Local cross-encoder reranker for Engram. Runs mxbai-rerank-v1 (DeBERTa-v2) via ONNX Runtime through @huggingface/transformers. No API calls at query time — weights are downloaded on first use and cached by HuggingFace locally.

Why

Engram's default reranker is an LLM pointwise scorer (gpt-4o-mini). That works, but:

  • Every recall that crosses the rerank threshold costs ~$0.001 in API calls.
  • Latency is dominated by the round-trip to OpenAI (~1-3s per rerank).
  • The ordering quality is capped by what gpt-4o-mini can discriminate over a tight JSON-scored list.

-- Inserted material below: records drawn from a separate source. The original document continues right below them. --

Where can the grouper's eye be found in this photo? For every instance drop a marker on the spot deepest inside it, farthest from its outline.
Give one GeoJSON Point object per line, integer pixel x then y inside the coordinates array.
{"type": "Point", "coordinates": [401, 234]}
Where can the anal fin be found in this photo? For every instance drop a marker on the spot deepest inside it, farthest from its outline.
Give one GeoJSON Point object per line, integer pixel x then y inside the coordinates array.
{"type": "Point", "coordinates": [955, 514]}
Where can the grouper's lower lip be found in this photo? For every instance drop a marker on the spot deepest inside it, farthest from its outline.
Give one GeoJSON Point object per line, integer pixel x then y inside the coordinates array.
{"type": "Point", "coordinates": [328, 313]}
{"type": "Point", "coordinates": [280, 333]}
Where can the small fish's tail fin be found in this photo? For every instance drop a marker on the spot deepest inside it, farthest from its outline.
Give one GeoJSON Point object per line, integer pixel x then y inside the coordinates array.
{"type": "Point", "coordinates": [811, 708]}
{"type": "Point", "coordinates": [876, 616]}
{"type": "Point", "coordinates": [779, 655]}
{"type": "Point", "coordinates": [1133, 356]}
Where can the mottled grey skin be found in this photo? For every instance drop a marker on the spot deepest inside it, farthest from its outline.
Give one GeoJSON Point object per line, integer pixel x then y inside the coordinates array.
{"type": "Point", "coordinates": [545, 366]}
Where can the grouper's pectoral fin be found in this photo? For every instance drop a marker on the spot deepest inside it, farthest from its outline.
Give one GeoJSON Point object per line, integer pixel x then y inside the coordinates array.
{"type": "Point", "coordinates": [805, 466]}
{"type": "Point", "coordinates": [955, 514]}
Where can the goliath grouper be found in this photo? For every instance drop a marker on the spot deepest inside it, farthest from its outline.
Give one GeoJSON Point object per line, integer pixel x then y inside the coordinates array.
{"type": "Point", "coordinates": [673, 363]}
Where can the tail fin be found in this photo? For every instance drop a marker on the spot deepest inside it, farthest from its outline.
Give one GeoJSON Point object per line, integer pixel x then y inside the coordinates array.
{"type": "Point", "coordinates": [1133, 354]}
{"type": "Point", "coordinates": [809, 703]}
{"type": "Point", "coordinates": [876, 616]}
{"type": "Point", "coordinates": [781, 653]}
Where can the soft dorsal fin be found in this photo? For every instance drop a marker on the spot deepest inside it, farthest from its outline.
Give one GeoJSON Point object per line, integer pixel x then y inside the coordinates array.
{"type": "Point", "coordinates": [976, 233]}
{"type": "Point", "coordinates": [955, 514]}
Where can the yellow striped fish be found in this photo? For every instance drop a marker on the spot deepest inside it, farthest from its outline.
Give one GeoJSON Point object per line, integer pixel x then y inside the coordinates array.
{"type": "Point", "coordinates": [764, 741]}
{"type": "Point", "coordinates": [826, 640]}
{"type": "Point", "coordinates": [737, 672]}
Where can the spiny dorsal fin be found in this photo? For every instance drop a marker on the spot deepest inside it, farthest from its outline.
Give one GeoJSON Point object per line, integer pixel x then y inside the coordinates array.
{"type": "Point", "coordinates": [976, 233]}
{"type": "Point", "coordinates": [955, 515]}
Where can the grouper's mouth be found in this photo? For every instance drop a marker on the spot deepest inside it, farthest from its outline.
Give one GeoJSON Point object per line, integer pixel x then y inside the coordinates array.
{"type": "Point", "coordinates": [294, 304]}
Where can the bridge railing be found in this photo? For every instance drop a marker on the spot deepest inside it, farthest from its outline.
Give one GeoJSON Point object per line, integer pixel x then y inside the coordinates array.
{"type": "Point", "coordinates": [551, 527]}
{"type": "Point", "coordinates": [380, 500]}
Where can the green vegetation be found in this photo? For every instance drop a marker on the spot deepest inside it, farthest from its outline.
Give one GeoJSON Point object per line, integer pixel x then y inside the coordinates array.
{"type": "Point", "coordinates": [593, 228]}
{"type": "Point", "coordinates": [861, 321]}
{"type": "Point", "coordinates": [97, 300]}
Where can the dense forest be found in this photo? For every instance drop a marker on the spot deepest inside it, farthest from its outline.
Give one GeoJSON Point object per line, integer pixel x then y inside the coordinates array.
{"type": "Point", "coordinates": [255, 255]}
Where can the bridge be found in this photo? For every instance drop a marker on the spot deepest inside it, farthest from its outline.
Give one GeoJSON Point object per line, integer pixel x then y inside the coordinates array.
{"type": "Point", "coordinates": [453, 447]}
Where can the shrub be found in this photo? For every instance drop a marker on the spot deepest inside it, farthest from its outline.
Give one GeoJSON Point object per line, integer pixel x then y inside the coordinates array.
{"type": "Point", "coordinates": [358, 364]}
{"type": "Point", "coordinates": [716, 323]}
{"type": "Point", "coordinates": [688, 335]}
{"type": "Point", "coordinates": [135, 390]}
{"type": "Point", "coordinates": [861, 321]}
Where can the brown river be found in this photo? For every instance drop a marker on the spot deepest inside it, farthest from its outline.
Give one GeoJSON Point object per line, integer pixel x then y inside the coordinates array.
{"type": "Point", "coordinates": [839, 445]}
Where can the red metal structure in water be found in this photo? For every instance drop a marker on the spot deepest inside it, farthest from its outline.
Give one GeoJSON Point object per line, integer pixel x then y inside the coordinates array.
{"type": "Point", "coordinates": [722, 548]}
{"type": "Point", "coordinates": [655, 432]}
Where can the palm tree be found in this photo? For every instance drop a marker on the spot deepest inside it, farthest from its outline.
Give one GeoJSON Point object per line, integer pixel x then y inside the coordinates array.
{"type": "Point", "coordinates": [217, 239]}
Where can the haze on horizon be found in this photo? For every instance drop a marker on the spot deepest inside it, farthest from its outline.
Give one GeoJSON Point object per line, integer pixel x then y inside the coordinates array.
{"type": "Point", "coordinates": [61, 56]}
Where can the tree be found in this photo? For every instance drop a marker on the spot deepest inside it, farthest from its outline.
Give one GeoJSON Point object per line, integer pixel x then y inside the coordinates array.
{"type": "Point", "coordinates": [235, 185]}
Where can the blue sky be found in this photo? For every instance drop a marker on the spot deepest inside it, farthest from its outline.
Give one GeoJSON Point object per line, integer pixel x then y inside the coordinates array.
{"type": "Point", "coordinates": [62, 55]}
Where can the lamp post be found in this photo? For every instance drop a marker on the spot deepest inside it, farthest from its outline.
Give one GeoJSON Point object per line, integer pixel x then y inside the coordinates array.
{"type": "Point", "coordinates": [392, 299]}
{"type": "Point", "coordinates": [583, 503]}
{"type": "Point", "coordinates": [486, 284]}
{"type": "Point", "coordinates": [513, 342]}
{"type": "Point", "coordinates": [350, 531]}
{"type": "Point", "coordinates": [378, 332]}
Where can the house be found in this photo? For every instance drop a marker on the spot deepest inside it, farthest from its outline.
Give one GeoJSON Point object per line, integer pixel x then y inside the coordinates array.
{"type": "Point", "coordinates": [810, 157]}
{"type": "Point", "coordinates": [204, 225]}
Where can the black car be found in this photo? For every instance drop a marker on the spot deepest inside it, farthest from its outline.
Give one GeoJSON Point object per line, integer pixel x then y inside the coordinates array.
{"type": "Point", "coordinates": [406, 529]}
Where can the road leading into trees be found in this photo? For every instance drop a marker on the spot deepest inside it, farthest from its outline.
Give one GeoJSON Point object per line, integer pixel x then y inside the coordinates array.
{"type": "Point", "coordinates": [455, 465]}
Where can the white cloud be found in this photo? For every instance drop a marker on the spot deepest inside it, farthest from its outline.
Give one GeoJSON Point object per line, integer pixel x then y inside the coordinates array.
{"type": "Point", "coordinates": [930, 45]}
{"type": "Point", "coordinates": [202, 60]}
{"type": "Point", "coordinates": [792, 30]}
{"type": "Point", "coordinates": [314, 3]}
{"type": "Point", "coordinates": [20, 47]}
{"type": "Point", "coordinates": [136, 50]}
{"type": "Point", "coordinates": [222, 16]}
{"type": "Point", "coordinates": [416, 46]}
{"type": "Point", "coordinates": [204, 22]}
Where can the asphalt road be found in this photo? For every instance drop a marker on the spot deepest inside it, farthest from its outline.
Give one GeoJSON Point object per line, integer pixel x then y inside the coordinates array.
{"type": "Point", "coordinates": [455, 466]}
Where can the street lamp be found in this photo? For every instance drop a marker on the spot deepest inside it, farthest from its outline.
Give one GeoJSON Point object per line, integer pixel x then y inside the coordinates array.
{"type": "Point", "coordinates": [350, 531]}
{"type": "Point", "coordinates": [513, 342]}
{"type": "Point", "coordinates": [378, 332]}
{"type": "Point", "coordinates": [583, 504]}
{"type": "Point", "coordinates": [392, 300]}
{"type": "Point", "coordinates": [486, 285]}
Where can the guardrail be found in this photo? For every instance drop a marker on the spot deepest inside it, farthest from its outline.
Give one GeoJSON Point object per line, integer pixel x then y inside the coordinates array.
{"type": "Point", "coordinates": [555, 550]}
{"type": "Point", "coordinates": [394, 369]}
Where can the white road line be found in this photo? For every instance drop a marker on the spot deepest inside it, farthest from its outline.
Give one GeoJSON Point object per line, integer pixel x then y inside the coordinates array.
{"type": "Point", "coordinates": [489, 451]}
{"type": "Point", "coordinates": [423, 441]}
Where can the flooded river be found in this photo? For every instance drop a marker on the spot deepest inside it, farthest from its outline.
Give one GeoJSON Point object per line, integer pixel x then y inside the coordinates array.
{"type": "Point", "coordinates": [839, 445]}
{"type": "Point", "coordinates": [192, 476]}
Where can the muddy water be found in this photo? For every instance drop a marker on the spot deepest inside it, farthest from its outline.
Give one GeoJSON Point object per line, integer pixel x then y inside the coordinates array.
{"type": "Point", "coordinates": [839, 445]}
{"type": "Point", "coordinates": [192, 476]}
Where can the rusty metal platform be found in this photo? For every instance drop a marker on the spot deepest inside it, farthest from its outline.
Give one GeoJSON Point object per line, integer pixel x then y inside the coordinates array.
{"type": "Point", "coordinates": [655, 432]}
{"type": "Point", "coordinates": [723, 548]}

A purpose-built cross-encoder like mxbai-rerank-large-v1 typically gives stronger ordering with:

  • Zero API cost (model runs locally).
  • ~10-50ms inference per query after the model is loaded.
  • Better calibration — cross-encoders are trained on millions of rank-pair examples.

Install

npm install @engram-mem/rerank-onnx

macOS Intel note

[email protected]+ dropped darwin-x64 binaries. If you run Intel macOS, add an npm override:

"overrides": {
  "onnxruntime-node": "1.22.0"
}

Apple Silicon and Linux x64/arm64 work with the default version.

Usage

Compose with an existing intelligence adapter via object spread:

import { openaiIntelligence } from '@engram-mem/openai'
import { createOnnxReranker } from '@engram-mem/rerank-onnx'
import { createMemory } from '@engram-mem/core'

const openai = openaiIntelligence({ apiKey: process.env.OPENAI_API_KEY! })
const onnx = createOnnxReranker() // default: mxbai-rerank-large-v1 @ q8
await onnx.load() // optional — rerank() auto-loads on first call

const memory = createMemory({
  storage,
  intelligence: {
    ...openai,
    rerank: (query, docs) => onnx.rerank(query, docs),
  },
})

Options

createOnnxReranker({
  model: 'mixedbread-ai/mxbai-rerank-large-v1', // or -base-v1 / -xsmall-v1
  dtype: 'q8',        // 'fp32' | 'fp16' | 'q8' | 'q4'
  batchSize: 8,       // pairs per forward pass
  maxCandidates: 25,  // cap on docs reranked per call
  maxLength: 512,     // max tokens per pair
  maxDocChars: 1200,  // chars per doc before tokenization
})

Model variants

| Model | Params | q8 size | Quality | Speed | |------------------------------------|--------|---------|---------------|--------| | mxbai-rerank-large-v1 (default)| 435M | ~113MB | Best | Slower | | mxbai-rerank-base-v1 | 184M | ~47MB | Good | 3x faster | | mxbai-rerank-xsmall-v1 | 70M | ~17MB | Decent | Fastest |

In the MCP server (@engram-mem/mcp): just set ENGRAM_RERANK_LOCAL=true in the server's env — the MCP startup will dynamically import this package and spread its rerank over the openaiIntelligence adapter automatically. Pick the model variant via ENGRAM_RERANK_LOCAL_MODEL (default: mixedbread-ai/mxbai-rerank-large-v1).